Most of the time these are to fulfill orders for items that will be used in very specific roles. The creativity that went into their design happened in order to solve a problem. Something needed to be done, something needed to be made to do it, and then something was designed and created in order to complete the task.
As today’s post will explore, however, these machines can also be used to create beautiful works of art. Limited only by the vision of the artist, digital plans can be given to CNC machines which result in the creation of stunning physical forms. In many cases, these forms require dimensions so precise that only CNC is capable of making them happen.
How do you turn 120 kilograms (264 pounds) of aluminum into an amazing sculpture of a motorcross helmet? The only way to make that happen is with CNC.

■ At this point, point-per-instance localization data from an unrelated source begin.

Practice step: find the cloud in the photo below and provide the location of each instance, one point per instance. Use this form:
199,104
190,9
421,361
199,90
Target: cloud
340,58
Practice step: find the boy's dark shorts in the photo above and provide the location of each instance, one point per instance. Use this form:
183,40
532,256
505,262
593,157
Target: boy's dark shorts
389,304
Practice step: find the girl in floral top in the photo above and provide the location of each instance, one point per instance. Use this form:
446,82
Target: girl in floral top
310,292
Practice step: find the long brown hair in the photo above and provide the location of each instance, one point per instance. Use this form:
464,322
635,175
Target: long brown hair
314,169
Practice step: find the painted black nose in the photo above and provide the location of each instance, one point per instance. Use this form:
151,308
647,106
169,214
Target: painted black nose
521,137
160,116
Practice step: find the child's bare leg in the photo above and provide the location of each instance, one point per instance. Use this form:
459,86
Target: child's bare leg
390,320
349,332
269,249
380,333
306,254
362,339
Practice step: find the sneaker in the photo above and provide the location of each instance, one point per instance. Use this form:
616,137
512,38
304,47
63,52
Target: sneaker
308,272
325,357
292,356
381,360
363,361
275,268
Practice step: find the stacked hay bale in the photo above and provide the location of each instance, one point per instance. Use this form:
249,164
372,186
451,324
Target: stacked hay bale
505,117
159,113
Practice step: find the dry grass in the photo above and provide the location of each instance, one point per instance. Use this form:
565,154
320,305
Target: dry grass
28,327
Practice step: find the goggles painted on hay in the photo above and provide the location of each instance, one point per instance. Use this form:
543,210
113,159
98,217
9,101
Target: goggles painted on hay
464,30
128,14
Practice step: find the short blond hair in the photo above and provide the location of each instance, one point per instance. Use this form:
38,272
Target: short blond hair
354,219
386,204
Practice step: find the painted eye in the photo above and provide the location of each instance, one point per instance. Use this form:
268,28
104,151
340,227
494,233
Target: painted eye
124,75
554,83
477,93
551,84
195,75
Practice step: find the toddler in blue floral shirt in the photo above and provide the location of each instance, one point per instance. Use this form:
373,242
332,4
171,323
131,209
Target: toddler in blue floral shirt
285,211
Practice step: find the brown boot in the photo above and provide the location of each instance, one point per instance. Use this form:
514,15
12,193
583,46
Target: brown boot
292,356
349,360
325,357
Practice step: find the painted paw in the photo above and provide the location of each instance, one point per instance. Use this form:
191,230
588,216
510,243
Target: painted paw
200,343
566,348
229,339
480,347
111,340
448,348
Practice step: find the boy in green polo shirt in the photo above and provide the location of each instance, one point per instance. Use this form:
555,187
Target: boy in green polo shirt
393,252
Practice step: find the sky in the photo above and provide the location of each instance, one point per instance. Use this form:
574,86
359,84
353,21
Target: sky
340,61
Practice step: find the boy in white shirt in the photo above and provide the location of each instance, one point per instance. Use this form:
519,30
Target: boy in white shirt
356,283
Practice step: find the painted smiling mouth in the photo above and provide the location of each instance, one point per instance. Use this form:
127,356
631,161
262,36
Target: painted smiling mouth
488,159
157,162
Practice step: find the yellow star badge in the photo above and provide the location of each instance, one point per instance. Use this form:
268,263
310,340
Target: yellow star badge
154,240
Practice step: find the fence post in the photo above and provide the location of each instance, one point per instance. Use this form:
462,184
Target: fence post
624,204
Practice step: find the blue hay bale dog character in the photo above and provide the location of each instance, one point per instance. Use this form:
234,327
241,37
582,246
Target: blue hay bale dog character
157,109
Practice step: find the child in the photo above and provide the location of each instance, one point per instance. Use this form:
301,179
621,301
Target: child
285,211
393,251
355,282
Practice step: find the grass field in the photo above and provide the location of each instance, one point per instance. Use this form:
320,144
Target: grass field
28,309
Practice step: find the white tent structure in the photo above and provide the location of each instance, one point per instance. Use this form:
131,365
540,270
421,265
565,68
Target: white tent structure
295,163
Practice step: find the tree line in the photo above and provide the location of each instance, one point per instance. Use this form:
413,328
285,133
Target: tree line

Granted, this may not be exactly what some might consider to be art, but, we would disagree. The level of detail on this piece is absolutely amazing. And, when you’re in your garage, den, or cave in your house dedicated to your love of your bike, this piece might just bring a tear to your eye. For us, it’s the video of it being made. Take a second and check it out.

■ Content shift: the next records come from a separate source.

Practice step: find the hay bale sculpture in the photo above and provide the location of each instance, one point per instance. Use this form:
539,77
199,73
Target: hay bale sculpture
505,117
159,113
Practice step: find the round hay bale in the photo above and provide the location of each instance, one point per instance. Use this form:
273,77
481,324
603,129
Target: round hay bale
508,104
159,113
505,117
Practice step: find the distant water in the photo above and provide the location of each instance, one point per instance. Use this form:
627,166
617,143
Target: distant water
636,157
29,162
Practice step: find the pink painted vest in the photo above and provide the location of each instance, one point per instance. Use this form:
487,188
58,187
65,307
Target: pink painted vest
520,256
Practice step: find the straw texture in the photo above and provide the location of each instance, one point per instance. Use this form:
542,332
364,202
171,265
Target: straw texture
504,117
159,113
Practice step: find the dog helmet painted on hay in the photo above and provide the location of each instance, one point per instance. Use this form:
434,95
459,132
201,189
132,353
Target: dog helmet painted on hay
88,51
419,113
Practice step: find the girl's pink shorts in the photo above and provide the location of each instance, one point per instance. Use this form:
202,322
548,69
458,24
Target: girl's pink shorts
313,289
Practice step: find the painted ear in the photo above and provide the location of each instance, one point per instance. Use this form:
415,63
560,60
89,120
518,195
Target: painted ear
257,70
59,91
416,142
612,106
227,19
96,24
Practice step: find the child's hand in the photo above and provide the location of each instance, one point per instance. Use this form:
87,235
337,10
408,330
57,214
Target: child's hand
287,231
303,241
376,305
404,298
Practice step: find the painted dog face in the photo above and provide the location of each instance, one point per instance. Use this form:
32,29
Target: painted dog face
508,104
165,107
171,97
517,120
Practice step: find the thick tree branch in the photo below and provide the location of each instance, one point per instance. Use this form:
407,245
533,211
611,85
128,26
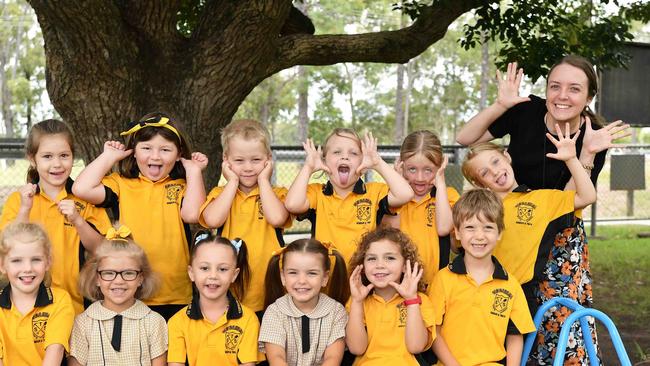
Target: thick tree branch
390,46
155,20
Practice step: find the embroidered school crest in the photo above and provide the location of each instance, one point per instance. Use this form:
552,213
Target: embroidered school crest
431,211
402,315
525,211
39,323
501,301
80,206
260,210
233,335
173,192
363,207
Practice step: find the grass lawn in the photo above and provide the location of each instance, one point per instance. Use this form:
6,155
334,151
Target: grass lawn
620,264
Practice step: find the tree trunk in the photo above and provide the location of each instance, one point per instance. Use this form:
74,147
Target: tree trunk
485,70
303,103
111,62
398,134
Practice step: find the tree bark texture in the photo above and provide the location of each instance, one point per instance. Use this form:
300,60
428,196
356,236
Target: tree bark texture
109,62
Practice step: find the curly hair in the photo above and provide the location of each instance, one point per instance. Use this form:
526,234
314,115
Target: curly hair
408,250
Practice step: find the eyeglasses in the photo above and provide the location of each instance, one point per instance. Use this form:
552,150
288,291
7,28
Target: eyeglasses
128,275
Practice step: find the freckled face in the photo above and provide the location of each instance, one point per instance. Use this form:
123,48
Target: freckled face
567,93
383,263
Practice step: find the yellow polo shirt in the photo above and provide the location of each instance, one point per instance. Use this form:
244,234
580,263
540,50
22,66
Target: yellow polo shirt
476,319
342,221
68,253
152,210
246,221
24,338
232,340
418,221
386,326
532,219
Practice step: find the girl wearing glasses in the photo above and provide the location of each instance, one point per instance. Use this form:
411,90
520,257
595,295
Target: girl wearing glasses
118,328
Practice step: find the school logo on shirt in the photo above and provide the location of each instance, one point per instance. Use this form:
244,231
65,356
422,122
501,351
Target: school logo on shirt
525,211
260,211
501,300
363,206
431,210
173,192
233,335
80,206
401,323
39,323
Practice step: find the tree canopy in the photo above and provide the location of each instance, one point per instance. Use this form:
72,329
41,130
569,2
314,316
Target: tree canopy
111,62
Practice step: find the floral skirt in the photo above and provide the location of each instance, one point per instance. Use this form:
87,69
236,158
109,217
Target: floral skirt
566,274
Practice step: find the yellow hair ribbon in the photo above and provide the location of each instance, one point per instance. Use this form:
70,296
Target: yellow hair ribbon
121,233
152,122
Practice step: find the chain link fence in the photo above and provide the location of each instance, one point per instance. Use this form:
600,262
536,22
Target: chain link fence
621,185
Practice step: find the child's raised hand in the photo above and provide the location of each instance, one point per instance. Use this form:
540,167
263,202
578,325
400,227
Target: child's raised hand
566,146
358,291
440,174
408,289
68,209
370,155
226,171
198,161
314,157
267,172
599,140
508,89
116,150
27,193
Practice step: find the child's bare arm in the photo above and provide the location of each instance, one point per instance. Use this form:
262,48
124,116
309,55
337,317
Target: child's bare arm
400,191
275,355
444,222
514,348
416,334
566,151
217,211
88,236
274,211
334,353
476,129
53,355
296,201
71,362
88,185
195,188
442,351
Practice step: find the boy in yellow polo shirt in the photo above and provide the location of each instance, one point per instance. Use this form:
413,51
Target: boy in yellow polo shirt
479,307
532,217
248,206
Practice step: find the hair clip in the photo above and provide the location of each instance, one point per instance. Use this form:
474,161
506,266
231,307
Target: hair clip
236,244
121,233
280,253
199,238
151,122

The next piece uses a foot pedal to rotate a wheel around an axis which gives the impression of matchstick-formed humans walking around the perimeter. It has to seen to be appreciated and you can check it out at the Charlotte Observer.

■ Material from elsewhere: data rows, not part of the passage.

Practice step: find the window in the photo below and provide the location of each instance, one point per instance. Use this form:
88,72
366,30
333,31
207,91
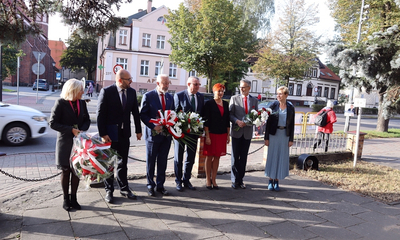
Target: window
299,88
144,68
160,42
158,68
193,73
172,70
319,91
146,40
123,62
123,35
291,86
309,89
333,93
326,90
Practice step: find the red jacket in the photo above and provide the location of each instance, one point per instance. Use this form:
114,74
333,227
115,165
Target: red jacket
331,120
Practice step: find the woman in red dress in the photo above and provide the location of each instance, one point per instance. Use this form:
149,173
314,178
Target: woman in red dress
217,128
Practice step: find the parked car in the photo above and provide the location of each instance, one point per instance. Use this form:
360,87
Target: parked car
43,85
19,123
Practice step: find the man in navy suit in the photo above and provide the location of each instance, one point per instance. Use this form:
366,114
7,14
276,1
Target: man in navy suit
189,100
115,105
239,106
157,146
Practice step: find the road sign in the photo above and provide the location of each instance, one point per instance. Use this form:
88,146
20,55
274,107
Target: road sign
360,102
39,55
116,68
35,68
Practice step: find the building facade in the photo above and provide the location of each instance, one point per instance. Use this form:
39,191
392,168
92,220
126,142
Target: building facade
142,48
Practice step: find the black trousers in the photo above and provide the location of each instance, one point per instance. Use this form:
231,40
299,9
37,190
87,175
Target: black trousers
122,147
322,137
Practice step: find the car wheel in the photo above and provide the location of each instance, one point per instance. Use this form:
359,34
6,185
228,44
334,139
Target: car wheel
15,134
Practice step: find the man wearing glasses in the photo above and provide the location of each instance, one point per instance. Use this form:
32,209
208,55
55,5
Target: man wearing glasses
115,105
239,106
189,100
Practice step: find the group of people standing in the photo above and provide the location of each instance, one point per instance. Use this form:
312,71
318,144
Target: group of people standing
116,103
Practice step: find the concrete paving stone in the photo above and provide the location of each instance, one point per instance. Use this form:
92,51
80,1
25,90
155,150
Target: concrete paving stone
44,215
348,207
329,230
120,235
382,208
340,218
132,212
288,230
372,230
301,218
312,206
198,230
145,228
275,206
242,230
260,217
218,216
10,225
48,231
90,226
176,215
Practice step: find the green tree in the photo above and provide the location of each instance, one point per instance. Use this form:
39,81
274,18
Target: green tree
373,64
290,50
9,60
378,16
211,39
81,53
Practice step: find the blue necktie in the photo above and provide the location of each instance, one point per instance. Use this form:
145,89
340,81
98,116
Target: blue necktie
123,99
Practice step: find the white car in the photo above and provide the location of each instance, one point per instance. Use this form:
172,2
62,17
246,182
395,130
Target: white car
19,123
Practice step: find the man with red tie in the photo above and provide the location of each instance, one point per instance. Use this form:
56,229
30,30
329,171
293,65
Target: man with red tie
157,146
239,106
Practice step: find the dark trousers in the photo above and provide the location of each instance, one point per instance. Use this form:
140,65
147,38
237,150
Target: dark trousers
178,159
240,150
122,147
157,151
322,137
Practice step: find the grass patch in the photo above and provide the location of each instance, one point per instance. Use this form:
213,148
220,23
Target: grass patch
379,182
392,133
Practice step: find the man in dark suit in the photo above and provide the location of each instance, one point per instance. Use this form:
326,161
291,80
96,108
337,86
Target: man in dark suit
239,106
115,105
157,146
189,100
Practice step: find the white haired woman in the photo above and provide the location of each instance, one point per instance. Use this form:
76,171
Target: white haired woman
69,116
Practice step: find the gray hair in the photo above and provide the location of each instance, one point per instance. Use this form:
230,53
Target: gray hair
246,81
71,89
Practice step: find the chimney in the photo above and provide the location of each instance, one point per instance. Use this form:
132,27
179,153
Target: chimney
149,3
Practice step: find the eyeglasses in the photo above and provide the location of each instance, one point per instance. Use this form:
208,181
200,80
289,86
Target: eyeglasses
127,79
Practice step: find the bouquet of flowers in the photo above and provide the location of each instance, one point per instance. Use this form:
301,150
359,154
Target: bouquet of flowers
256,117
92,159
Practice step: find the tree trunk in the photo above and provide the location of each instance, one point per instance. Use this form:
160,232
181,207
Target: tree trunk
382,124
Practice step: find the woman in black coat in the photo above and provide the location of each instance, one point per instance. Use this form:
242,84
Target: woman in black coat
69,116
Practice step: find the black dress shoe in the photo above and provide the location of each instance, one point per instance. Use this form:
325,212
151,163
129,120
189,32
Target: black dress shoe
163,191
150,191
109,197
189,185
179,187
128,194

The artist, Ryan Buyssens, describes himself as a “weird hybrid investor-artist-science guy” who pushes boundaries when he creates a new piece of art. This sculpture certainly answers that call.
Finding the Beauty in Plywood
The artist for our final example uses the precision of CNC cutting heads to carve intricate designs, patterns, textures, and shapes into ordinary plywood. The result is fantastic and can be seen on Visual News.
His name is Michael Anderson and, in his own words he uses CNC “to express art through form, texture, and spatial experience.” Most work is based on algorithms and the final product is then sanded and smoothed to clear any remaining rough edges.
The human need to express one’s self through art is an amazing example of using technologies to create something new and beautiful. Through the ages we have drawn on rocks, carved into trees, painted on paper and animal hide, and formed gorgeous works from iron and steel. Now we use technology to create pieces that test the boundaries of our own abilities and require the precision of computerized control to form the physical manifestations of what we imagine in our heads. These works are just a couple of the examples out there of people using CNC to add beauty to the world around them.